For more than 20 years, Frank, Rimerman has helped clients with fair market value valuations and stock option grants, gift tax valuations, and estate tax valuations. Most of our work is by referral from top estate tax and family planning attorneys.
Under Section 409A of the Internal Revenue Code, any stock option with an exercise price less than the fair market value of the underlying stock determined as of the option grant date constitutes a deferred compensation arrangement that typically will result in taxes, interest and significant penalties.
A company may choose to adopt one of the “presumptive” stock valuation methods set forth in the regulations, thereby putting the burden on the IRS to prove that both (i) the company’s stock option prices are below fair market value, and (ii) the company’s application of the presumptive method was “grossly unreasonable.” One of the presumptive methods is to use a written valuation by an appraiser with knowledge and experience in stock valuation. It should be noted that even a professionally-prepared valuation report will not be considered reasonable if it is more than 12 months old. In addition, significant events occurring even before the 12-month anniversary will require the valuation to be updated.

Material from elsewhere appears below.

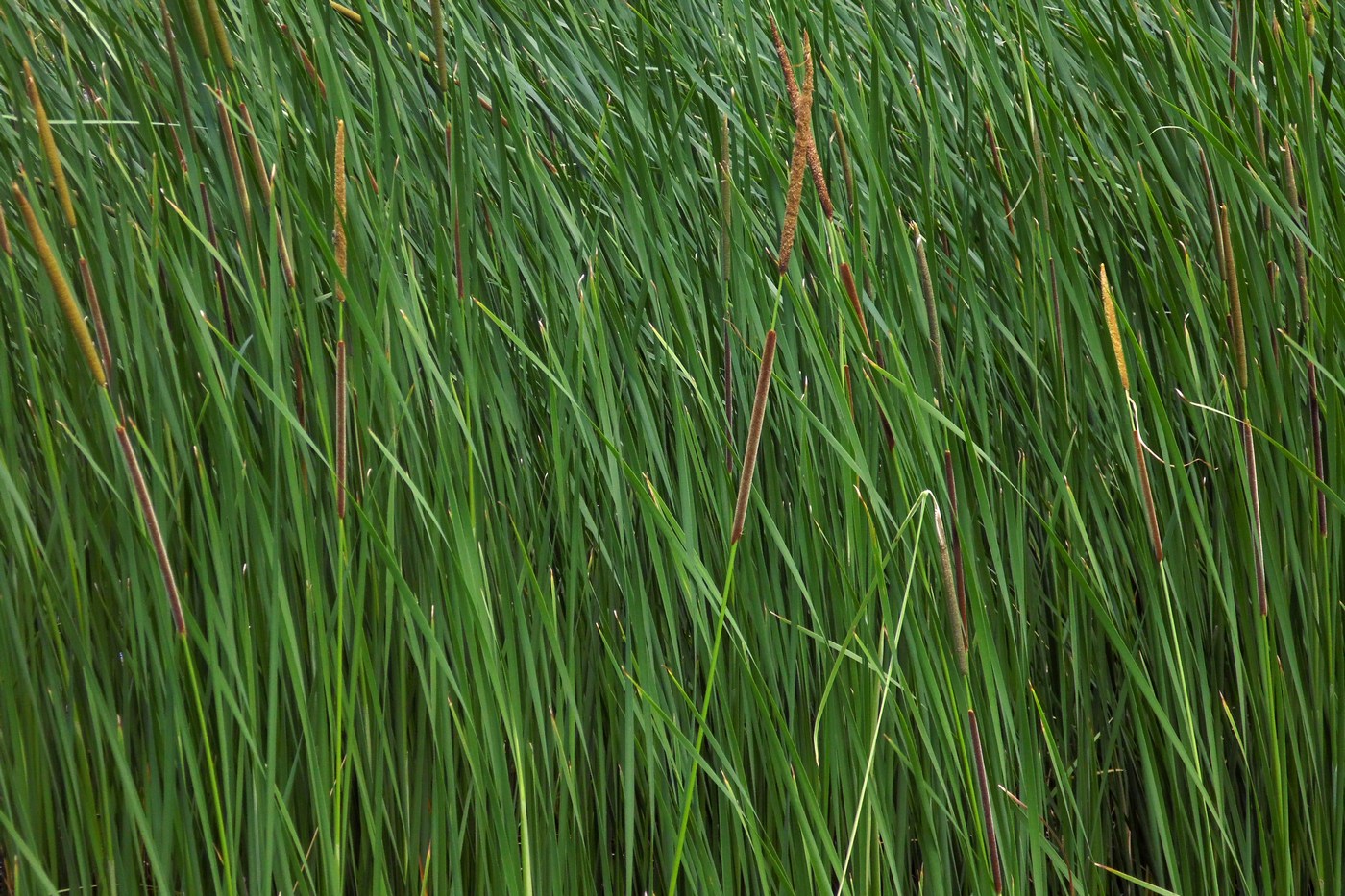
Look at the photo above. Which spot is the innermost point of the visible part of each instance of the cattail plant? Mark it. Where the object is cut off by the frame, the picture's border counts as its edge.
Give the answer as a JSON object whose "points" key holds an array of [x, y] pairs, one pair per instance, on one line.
{"points": [[217, 24], [340, 208], [62, 287], [221, 282], [340, 429], [235, 166], [950, 593], [999, 170], [931, 311], [96, 309], [49, 145], [763, 393], [804, 155], [436, 15], [984, 786], [157, 539], [1140, 459], [950, 478]]}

We are experts in valuing privately-held and venture-backed companies in a wide array of industries and have produced hundreds of reports under 409A.
The area of estate and gift tax valuation can be an ever-changing minefield of laws, regulations, and court decisions. With federal transfer tax rates often in excess of 40 percent, the tax implications of estate planning and gift and estate tax valuations can be significant. The tax implications are magnified by the penalties that can be imposed on taxpayers for undervaluation for gift and estate tax purposes and overvaluation for charitable contribution purposes.
Frank, Rimerman brings solid expertise to your team of estate planning professionals.